Python bindings for libepub using Shiboken

I have a Kindle, I like it very much, but unfortunately I can’t say the same about the format it used for books. Not that I have made a detailed study of the mobi format and came to the conclusion that it is technically inferior. No. The problem is that ePub is so much more popular, which mean more books, and more tools to play with. Calibre is awesome to convert between eBook formats, but I prefer the simplicity of downloading a book, copying it to the device and reading right away.

When my Kindle is not at hand, my replacement reader is a N900 with MeBook, one of my favorite apps – it looks for books (in ePub format) on Feedbooks, downloads to device and show them in a nice list with covers and all. Looking at MeBook source code I learned that it uses libepub to read the ePub eBooks, so I thought it would be interesting to make a Python binding to libepub. And here we are.

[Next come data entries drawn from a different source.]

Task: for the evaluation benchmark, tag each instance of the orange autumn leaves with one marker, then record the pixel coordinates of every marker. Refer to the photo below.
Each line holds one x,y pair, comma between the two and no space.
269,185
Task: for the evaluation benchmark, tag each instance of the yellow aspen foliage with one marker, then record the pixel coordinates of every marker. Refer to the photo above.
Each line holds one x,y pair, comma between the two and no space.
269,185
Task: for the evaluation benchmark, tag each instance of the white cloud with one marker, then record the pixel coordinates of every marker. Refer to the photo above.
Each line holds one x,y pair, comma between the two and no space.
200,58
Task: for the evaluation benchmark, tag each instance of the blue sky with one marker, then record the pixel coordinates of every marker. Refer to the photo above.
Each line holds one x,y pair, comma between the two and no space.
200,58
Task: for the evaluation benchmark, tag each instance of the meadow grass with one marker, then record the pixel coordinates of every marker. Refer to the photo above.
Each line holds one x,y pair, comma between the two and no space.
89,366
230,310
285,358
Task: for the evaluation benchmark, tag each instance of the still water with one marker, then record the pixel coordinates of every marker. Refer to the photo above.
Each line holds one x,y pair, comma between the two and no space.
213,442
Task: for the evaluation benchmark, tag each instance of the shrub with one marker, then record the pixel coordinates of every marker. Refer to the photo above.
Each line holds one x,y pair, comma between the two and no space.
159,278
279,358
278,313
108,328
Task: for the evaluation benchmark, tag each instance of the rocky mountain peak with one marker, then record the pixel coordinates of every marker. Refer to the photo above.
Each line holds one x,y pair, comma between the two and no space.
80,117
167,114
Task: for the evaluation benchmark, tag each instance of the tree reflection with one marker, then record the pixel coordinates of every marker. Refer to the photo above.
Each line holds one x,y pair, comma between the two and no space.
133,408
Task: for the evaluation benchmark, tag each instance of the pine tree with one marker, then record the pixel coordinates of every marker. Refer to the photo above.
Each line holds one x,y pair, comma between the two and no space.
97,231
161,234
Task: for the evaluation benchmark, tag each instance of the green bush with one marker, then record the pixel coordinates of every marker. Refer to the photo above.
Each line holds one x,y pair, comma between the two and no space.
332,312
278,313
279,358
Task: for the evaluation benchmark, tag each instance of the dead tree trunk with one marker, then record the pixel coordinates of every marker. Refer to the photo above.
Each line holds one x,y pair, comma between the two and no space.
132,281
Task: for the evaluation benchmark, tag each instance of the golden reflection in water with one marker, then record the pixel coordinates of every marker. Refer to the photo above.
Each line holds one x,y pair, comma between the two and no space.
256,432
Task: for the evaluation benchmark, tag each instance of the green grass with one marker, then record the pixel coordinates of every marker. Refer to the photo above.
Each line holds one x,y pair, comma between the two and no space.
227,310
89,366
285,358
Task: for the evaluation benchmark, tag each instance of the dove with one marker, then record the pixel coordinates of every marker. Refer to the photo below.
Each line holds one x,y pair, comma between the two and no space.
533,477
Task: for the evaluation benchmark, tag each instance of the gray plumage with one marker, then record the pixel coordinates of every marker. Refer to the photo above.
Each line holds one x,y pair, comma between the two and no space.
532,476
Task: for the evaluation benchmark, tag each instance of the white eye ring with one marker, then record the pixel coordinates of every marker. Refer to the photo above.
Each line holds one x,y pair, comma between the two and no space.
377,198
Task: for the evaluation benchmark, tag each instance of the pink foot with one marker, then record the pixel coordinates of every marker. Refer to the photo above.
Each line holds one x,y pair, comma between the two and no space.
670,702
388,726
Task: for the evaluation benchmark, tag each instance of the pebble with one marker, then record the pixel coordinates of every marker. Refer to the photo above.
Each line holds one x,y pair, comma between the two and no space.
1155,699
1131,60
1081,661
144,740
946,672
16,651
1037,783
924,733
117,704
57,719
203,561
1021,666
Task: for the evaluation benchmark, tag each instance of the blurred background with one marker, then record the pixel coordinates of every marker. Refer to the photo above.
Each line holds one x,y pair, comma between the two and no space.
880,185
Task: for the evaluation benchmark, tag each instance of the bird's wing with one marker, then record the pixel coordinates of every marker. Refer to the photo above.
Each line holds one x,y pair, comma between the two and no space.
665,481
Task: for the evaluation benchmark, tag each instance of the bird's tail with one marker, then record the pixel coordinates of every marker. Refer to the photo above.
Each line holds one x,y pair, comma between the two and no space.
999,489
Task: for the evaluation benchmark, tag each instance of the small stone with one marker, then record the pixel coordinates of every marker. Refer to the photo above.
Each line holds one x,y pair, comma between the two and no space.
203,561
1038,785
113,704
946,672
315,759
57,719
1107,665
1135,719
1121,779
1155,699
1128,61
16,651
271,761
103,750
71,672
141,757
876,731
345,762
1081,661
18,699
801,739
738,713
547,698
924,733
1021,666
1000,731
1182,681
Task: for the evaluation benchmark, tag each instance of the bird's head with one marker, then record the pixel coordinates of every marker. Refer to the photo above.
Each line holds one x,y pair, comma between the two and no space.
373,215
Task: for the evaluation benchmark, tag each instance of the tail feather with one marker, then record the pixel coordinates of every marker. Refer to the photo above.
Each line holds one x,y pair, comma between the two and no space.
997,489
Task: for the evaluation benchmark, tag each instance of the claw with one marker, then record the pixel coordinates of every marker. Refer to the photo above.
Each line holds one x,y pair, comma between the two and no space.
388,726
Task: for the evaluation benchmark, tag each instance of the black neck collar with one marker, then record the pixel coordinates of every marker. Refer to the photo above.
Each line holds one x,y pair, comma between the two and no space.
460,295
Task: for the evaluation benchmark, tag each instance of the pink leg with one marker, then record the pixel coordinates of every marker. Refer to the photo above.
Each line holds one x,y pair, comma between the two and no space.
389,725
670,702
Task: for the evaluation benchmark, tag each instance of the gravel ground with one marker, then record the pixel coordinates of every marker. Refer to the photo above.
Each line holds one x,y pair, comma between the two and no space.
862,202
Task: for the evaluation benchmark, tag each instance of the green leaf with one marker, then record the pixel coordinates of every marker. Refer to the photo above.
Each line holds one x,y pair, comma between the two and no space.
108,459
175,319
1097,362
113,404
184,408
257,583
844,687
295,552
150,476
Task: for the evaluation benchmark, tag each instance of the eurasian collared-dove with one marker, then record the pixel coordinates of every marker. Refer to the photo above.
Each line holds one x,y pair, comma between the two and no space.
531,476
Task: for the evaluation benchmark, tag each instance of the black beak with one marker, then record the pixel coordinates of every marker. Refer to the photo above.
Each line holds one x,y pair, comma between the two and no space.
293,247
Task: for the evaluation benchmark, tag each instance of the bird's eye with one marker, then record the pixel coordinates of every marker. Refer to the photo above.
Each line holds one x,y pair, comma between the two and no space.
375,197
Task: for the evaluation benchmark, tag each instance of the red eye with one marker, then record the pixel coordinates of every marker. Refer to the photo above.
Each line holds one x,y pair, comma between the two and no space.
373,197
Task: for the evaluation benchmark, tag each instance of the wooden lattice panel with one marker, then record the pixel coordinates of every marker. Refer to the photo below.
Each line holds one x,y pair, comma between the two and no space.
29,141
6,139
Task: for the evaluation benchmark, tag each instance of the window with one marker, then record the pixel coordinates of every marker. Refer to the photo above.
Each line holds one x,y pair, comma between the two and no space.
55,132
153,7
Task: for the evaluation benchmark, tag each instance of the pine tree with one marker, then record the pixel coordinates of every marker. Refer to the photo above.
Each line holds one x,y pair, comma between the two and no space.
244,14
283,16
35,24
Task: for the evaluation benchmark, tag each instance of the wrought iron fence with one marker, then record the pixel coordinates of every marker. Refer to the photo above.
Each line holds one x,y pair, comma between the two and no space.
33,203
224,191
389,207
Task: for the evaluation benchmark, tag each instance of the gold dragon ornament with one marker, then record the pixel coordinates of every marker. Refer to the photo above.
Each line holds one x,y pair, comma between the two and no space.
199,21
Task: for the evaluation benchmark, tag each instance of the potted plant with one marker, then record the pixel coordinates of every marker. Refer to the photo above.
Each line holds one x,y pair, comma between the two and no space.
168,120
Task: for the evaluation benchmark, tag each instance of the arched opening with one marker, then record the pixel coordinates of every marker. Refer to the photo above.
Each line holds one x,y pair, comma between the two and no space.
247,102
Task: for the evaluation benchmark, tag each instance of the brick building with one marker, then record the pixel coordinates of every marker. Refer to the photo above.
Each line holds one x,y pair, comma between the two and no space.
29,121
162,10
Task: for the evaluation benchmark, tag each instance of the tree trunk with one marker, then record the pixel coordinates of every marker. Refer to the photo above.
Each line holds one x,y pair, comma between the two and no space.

Ah, and one more thing before we start, I found a related Python project on github called libepub. Hadn’t checked it yet, but I mention it here for information’s sake.

Shiboken

Shiboken is the world famous tool used to generate the world famous PySide bindings (that happen to have reached 1.0 last week – yay!) It is one of the best tools around to generate Python bindings for C++ libraries. But that’s me talking – I work on it. But libepub is written in C, and even though Shiboken can generate bindings for a bunch of global functions and put them together in a Python module, that’s crappy. So I’ll have to make some preparations to make libepub appear beautiful in Python.

Pre-requisites: development files (i.e. the headers) for ApiExtractor, GeneratorRunner, Shiboken, and libepub. (For Debian/Ubuntu users this means: libapiextractor-dev, libgenrunner-dev, libshiboken-dev, and libepub-dev.) And the C++ compiler plus CMake, of course.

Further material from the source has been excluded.